Assemble were invited to take part in a week long workshop in September 2017 as part of a competition to develop propositional ideas for a new self-build community centre in an area of new accommodation for refugees in Poppenbuttel, Hamburg.

The aim of the project was to develop a model for enfranchising new communities in the delivery of their infrastructure, supporting the integration of refugees into the neighbourbhood. The intention was to enable encounters between old and new neighbours, professionals and laypeople, the city and the project’s peripheral location.

Conceived and managed by HafenCity University Hamburg’s Urban Design department, five practices were invited to take part in the collaborative workshop, which took place on the development site in a temporary shelter. Each practice worked with newly settled refugees as well as architecture, industrial design and construction students to develop proposals for a spatial strategy for the new community centre as well as how it would be delivered and managed.

The Begegnungshaus was to be a new, significant civic building for the neighbourhood which would be reflected through its material character as well as its ongoing programme. The material approach should feel careful, long-term and secure, avoiding the temporary feel common to many self-build projects. At it’s heart it aimed to provide the kind of space that did not exist elsewhere within the housing development: a spacious, light, social hall capable of facilitating a broad spectrum of types and scales of collective use.

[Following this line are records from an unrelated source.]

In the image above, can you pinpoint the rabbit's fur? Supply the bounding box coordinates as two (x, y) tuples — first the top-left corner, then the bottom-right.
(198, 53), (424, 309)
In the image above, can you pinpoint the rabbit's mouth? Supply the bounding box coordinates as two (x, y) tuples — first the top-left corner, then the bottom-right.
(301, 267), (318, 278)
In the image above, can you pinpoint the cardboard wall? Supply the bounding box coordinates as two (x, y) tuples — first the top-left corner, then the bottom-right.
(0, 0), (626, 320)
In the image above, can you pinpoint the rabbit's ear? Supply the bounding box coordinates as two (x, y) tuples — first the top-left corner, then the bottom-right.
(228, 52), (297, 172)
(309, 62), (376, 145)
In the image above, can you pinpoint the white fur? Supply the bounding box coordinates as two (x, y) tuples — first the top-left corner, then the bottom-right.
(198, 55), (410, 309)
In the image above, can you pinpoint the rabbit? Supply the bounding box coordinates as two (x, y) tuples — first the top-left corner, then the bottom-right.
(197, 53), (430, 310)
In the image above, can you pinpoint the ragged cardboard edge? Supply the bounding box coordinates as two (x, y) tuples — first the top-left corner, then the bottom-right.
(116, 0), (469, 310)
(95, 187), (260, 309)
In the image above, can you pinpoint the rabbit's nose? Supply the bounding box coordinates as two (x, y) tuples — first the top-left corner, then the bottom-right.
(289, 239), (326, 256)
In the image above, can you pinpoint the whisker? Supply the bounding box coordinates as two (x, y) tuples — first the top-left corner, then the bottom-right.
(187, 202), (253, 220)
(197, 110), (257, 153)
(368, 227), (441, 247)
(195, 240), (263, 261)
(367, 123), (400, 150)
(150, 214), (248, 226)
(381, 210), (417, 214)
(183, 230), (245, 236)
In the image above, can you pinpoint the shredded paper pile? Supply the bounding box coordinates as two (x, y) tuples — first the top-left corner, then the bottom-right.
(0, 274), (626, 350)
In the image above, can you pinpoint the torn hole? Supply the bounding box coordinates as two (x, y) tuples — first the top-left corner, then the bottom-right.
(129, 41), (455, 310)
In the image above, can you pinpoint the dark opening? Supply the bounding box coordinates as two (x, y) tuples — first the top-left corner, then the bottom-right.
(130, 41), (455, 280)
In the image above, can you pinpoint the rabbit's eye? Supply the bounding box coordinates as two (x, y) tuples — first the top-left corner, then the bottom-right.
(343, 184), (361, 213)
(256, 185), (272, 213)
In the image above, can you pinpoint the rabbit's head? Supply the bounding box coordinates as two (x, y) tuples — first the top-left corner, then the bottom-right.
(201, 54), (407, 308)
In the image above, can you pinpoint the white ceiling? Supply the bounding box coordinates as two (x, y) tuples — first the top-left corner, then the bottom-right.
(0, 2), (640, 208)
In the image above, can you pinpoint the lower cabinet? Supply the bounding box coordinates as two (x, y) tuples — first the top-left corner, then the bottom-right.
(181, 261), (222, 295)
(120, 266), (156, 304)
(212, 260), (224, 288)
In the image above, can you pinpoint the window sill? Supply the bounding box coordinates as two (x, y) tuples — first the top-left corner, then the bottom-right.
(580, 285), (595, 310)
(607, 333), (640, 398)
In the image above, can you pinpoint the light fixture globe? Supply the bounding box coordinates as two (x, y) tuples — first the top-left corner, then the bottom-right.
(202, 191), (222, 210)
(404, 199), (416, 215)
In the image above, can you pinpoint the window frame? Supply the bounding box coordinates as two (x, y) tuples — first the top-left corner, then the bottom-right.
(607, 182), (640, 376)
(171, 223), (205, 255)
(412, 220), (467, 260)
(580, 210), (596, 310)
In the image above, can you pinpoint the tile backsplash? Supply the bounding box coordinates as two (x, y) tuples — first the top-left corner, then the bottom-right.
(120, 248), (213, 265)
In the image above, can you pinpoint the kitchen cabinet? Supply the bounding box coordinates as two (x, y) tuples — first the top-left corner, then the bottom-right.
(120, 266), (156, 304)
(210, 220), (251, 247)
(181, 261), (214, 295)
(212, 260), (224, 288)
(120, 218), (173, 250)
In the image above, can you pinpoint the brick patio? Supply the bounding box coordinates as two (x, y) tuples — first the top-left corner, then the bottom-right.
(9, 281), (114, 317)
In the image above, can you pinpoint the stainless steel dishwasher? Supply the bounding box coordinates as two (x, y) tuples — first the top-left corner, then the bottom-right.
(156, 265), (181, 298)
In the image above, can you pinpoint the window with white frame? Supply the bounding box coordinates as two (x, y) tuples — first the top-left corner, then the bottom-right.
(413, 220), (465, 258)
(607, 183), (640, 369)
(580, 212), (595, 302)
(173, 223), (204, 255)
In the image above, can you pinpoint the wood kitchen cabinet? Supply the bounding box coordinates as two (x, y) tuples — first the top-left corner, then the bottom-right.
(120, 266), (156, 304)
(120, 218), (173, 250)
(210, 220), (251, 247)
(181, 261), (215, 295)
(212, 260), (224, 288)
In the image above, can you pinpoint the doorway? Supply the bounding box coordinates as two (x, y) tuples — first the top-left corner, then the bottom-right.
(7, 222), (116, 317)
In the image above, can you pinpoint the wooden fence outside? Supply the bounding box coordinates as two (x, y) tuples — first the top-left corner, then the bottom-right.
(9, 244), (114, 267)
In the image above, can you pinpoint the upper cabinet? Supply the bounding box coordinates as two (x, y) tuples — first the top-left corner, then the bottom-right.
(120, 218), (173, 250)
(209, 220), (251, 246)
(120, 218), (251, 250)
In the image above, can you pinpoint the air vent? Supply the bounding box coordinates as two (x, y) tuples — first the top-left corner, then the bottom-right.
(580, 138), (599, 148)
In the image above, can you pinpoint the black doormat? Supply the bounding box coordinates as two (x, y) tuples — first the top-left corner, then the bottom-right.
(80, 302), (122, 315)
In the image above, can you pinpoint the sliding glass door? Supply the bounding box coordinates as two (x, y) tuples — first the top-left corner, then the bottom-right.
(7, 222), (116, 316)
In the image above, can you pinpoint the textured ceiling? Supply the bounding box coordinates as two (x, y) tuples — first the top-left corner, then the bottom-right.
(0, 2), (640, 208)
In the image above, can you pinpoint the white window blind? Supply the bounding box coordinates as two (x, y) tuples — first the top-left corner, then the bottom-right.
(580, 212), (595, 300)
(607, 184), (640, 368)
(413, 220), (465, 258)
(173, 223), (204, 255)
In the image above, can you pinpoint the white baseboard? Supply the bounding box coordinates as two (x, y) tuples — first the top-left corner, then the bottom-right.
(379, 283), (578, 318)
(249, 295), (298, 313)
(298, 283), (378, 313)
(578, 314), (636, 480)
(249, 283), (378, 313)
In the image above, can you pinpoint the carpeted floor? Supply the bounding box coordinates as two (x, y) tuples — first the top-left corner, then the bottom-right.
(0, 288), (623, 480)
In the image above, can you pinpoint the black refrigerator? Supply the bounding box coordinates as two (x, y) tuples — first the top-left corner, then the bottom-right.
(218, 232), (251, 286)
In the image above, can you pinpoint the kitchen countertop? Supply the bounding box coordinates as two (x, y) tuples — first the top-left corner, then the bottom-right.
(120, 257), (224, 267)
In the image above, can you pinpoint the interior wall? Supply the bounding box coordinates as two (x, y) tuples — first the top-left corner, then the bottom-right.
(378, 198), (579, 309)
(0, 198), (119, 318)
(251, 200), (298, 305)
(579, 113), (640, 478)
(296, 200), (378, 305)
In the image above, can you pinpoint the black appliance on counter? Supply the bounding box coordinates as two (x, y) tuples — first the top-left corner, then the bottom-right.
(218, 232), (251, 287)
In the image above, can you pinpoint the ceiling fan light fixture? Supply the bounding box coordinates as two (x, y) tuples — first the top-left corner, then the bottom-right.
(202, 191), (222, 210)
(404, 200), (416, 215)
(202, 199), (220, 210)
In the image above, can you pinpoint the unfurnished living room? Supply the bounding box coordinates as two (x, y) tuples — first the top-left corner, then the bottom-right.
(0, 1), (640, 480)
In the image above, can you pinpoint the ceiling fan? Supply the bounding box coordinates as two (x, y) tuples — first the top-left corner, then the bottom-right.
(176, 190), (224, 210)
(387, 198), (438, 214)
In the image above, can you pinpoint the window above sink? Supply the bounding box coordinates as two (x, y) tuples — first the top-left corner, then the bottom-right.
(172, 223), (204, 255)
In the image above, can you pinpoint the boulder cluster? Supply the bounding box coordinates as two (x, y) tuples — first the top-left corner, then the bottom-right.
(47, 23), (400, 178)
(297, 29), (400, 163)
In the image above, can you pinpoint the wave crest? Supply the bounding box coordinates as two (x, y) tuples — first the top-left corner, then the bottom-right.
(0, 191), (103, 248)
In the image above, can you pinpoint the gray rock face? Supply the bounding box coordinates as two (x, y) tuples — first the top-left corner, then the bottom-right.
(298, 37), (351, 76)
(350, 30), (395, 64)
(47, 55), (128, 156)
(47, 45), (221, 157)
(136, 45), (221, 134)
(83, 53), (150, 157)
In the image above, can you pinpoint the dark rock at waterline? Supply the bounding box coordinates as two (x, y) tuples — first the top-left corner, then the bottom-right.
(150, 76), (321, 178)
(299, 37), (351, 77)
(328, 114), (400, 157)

Assemble’s proposal extended the attitude of self-build beyond the construction methodology of the building, to the kind of culture it provided for and the activities it supported.

The design was characterised by generosity. Our design established the maximum usable volume of space through a cost-efficient structural approach. The overall form was a simple large insulated envelope, freeing up the space inside for improvisation and diverse uses. The ambition was that the first floor would also be formally activated in the future, when the project had further budget to invest in the fabric of the building.

The articulation of the envelope was key in terms of the relationship between the building and the rest of the site. Through large openings at ground floor, and a continuous glazed clerestory, it would be animated, showing or alluding to the activity that is happening inside. This animated facade was accentuated by hand-made awnings which opened over hard landscaping, to provide a sheltered public perimeter that would encourage informal occupation.